Ropes & Gray LLP: Disqualification of “Bad Actors” from Regulation D Offerings
By Jason Brown
Ropes & Gray LLP
Effective September 23, 2013, the SEC adopted amendments to Regulation D to disqualify securities offerings involving “bad actors” from reliance on the exemption from registration pursuant to Rule 506. The disqualification applies to Rule 506 generally and not just the newly adopted Rule 506(c) (which permits general solicitation).
The covered persons (i.e., persons who could be considered “bad actors” under the rule) most likely to be involved with private equity funds include:
- Investment managers of funds;
- The directors, executive officers, other officers participating in the offering, general partners and managing members of such investment managers;
- The fund itself and affiliate issuers (“affiliate issuer” could arguably include a wide array of related entities);
- Directors, executive officers, other officers participating in the offering, general partners or managing members of the fund (e.g., the fund’s general partner or Cayman directors);
- 20% beneficial owners of the fund measured by voting power (fund sponsors will need to consider whether investors in the funds hold “voting securities” for purposes of Rule 506); and
- Persons compensated for soliciting investors (e.g., placement agents) as well as the general partners, directors, executive officers, other officers participating in the offering, and managing members of any compensated solicitor.
There is a wide array of disqualifying events. However, the disqualifying events most likely to apply to covered persons of private equity funds are as follows (each of which has certain time periods after which the event is no longer a disqualifying event):
- 1. Certain SEC orders in connection with violations of anti-fraud provisions of the federal securities laws;
- 2. Criminal convictions, court injunctions and restraining orders in connection with the purchase or sale of a security, involving the making of a false filing with the SEC, or arising out of the conduct of certain financial intermediaries; and
- 3. Final orders from certain state and federal regulators (i) that bar a person from associating with a regulated entity in the business of securities, insurance or banking or (ii) that find a violation of any law or regulation that prohibits fraudulent, manipulative, or deceptive conduct.

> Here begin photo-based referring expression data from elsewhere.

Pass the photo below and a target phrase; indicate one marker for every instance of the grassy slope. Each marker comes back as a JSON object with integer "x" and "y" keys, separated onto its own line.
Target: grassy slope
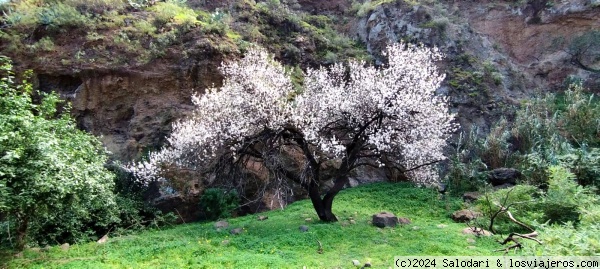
{"x": 277, "y": 242}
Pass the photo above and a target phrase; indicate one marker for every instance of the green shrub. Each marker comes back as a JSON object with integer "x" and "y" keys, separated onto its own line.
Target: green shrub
{"x": 217, "y": 203}
{"x": 52, "y": 177}
{"x": 522, "y": 201}
{"x": 174, "y": 13}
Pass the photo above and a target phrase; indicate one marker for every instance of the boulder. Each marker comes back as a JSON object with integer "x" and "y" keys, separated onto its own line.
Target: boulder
{"x": 471, "y": 196}
{"x": 236, "y": 231}
{"x": 476, "y": 231}
{"x": 404, "y": 221}
{"x": 221, "y": 224}
{"x": 465, "y": 215}
{"x": 385, "y": 219}
{"x": 502, "y": 176}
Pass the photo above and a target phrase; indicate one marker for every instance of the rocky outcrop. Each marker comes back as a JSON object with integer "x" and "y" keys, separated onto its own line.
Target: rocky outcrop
{"x": 503, "y": 176}
{"x": 465, "y": 215}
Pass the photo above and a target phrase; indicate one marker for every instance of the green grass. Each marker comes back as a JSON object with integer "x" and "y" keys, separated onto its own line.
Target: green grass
{"x": 277, "y": 241}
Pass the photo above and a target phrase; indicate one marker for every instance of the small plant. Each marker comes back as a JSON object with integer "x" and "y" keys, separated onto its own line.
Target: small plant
{"x": 217, "y": 203}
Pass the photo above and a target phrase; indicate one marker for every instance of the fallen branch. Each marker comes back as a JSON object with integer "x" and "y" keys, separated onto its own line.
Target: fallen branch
{"x": 511, "y": 237}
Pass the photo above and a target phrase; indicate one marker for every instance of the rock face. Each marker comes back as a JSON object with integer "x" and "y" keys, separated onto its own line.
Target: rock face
{"x": 465, "y": 215}
{"x": 404, "y": 221}
{"x": 476, "y": 231}
{"x": 503, "y": 176}
{"x": 503, "y": 37}
{"x": 385, "y": 219}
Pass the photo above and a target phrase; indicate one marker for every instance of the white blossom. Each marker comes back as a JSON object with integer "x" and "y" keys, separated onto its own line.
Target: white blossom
{"x": 393, "y": 111}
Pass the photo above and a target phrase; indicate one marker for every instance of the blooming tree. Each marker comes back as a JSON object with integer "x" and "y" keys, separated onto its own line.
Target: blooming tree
{"x": 354, "y": 114}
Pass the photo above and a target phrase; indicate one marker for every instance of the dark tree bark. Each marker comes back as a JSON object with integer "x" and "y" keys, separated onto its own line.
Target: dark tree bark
{"x": 22, "y": 227}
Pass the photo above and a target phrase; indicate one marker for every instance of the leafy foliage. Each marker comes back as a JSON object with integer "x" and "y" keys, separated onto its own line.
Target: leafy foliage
{"x": 51, "y": 173}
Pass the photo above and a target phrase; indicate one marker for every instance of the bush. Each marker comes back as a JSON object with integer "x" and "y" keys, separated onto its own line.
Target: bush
{"x": 53, "y": 184}
{"x": 29, "y": 14}
{"x": 217, "y": 203}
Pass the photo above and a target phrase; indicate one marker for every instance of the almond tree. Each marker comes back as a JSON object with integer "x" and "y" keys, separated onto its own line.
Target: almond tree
{"x": 353, "y": 114}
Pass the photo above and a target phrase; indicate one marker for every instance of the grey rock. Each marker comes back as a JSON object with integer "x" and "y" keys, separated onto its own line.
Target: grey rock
{"x": 404, "y": 221}
{"x": 471, "y": 196}
{"x": 385, "y": 219}
{"x": 465, "y": 215}
{"x": 502, "y": 176}
{"x": 476, "y": 231}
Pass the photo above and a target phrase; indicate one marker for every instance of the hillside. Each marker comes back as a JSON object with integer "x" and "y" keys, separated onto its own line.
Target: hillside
{"x": 277, "y": 241}
{"x": 521, "y": 87}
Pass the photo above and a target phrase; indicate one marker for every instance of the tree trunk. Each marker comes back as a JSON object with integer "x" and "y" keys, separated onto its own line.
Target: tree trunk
{"x": 23, "y": 225}
{"x": 324, "y": 205}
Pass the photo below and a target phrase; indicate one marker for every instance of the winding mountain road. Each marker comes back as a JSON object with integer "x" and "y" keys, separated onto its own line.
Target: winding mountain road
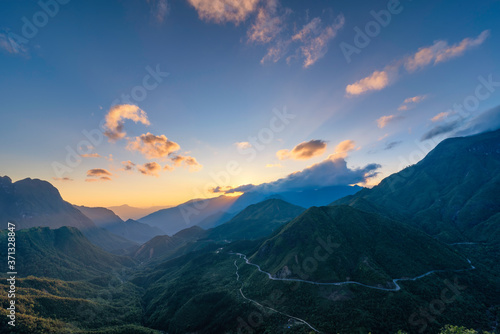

A fund will be disqualified only for disqualifying events that occur after September 23, 2013. If an event that would otherwise be a disqualifying event occurred before September 23, the fund is required to provide investors with written disclosure of the event.

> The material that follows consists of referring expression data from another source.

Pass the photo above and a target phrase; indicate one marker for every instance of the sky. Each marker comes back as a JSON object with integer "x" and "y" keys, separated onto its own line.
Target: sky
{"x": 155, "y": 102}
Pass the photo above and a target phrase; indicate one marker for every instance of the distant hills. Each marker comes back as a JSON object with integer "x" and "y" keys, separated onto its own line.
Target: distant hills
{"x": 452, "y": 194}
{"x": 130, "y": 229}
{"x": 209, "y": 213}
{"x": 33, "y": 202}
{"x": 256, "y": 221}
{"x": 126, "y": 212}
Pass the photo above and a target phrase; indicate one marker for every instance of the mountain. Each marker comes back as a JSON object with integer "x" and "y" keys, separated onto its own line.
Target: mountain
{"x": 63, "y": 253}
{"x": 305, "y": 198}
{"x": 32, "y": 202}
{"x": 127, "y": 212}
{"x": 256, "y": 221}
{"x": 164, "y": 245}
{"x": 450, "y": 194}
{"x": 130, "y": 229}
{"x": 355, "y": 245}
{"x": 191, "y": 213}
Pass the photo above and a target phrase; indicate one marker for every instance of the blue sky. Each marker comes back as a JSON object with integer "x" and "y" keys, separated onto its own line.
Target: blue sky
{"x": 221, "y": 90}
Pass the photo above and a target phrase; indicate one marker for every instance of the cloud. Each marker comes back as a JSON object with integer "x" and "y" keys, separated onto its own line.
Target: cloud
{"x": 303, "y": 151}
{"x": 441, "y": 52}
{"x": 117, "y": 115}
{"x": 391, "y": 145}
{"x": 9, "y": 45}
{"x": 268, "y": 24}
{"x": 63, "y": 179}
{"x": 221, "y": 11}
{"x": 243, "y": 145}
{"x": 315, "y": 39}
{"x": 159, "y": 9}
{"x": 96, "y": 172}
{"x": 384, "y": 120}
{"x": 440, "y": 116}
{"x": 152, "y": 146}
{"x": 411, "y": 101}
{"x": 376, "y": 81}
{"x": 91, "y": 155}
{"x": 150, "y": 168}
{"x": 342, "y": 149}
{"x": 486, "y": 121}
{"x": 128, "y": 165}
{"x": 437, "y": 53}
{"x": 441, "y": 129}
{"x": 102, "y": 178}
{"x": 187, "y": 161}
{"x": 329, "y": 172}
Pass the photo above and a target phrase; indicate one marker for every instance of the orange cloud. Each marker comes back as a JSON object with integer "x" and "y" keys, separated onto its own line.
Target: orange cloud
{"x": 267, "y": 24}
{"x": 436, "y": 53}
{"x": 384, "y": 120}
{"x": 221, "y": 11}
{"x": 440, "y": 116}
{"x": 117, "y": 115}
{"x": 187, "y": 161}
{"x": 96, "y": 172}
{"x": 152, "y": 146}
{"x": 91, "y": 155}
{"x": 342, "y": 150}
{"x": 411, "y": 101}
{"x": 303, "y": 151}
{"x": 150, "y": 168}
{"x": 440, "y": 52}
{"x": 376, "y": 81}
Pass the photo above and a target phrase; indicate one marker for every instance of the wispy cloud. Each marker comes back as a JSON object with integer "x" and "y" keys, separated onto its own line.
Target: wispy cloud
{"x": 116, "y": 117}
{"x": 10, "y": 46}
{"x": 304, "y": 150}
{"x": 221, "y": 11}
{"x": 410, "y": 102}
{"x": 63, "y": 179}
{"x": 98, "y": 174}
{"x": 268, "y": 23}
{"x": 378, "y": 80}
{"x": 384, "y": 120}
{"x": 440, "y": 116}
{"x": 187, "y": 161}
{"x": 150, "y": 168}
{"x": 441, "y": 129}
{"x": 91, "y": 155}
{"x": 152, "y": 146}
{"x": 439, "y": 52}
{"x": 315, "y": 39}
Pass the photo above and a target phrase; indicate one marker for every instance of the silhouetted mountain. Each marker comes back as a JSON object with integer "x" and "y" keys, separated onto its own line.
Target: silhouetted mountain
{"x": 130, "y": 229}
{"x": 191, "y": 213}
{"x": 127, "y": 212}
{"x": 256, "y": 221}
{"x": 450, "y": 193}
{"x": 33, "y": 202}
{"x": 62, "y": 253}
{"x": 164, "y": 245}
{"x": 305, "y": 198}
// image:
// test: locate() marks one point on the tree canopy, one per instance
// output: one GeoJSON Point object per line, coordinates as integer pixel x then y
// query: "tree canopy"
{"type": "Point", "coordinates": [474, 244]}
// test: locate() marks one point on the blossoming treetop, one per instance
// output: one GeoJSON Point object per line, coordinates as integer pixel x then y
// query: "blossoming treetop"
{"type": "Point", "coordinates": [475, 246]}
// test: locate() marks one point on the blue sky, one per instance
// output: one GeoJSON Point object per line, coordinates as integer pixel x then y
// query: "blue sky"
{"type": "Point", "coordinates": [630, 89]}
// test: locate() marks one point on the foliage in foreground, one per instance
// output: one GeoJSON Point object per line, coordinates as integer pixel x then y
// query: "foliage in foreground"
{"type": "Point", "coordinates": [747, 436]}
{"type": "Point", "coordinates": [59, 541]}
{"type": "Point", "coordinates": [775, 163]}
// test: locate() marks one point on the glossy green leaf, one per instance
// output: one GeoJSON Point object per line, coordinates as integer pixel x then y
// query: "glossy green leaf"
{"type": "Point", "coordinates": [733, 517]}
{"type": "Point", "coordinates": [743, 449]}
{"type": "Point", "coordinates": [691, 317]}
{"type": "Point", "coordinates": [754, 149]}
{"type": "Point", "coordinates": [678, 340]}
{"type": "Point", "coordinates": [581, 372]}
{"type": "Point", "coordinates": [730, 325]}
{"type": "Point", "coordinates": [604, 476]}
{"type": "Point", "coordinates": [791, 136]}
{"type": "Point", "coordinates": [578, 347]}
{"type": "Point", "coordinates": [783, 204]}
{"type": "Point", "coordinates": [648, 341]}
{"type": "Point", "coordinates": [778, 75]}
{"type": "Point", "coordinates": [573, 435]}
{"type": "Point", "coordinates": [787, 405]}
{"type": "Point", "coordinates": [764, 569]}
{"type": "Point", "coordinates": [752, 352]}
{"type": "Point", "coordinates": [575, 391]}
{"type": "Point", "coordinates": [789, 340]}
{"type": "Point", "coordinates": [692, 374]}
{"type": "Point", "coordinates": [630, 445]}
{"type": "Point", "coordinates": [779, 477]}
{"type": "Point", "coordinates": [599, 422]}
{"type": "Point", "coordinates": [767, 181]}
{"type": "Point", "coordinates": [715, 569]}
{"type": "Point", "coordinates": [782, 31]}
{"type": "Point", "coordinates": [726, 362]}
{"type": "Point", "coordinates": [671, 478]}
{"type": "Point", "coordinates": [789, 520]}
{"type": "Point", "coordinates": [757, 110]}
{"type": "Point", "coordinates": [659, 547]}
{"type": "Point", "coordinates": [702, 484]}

The bad actor amendment includes a waiver provision, under which the SEC may grant a waiver of disqualification if it determines that an issuer has shown good cause that it is not necessary under the circumstances that the registration exemption be denied. The adopting release identifies a number of circumstances that could, depending on the specific facts, be relevant to the evaluation of a waiver request.
The final rule provides an exception from disqualification when the issuer can show it did not know and, in the exercise of reasonable care, could not have known that a covered person with a disqualifying event participated in the offering. Therefore, the SEC suggests that fund sponsors consider distribution of “questionnaires or certifications, perhaps accompanied by contractual representations, covenants and undertakings,” to, among others, investment manager personnel and placement agents. Fund sponsors may also wish to add appropriate provisions to placement agent contracts to address a situation in which a placement agent becomes a bad actor during an offering.
In light of the seriousness of the bad actor rules, a “bad actor” finding applicable to an investment manager could constitute a form of commercial “death penalty” for the firm and/or its personnel. Therefore, to the extent enforcement actions are brought against a fund manager or its personnel, the bad actor rules should be taken into account in settlement negotiations. Additionally, investment managers should take care when hiring new employees to ensure any such employees constituting covered persons are not subject to any “bad actor” disqualifications under Rule 506.
For an issuer that is disqualified from using Rule 506, a separate question is whether the nature of the offering permits reliance on Section 4(a)(2) to conduct the offering, notwithstanding the non-availability of the safe harbor that would otherwise be provided by Rule 506.
In conclusion, prior to September 23, 2013 (or as soon as possible thereafter), firms should determine the universe of applicable covered persons, determine the due diligence to be performed on those covered persons and the deadline for performing such diligence. Fund sponsors currently fundraising will need to conduct this due diligence prior to the effective date of the rule (i.e., September 23, 2013) so that they can determine if disclosure is required for pre-September 23 disqualifying events. For funds not currently fundraising, their deadline may be several years in the future (although it may be a concern for new hires in the interim).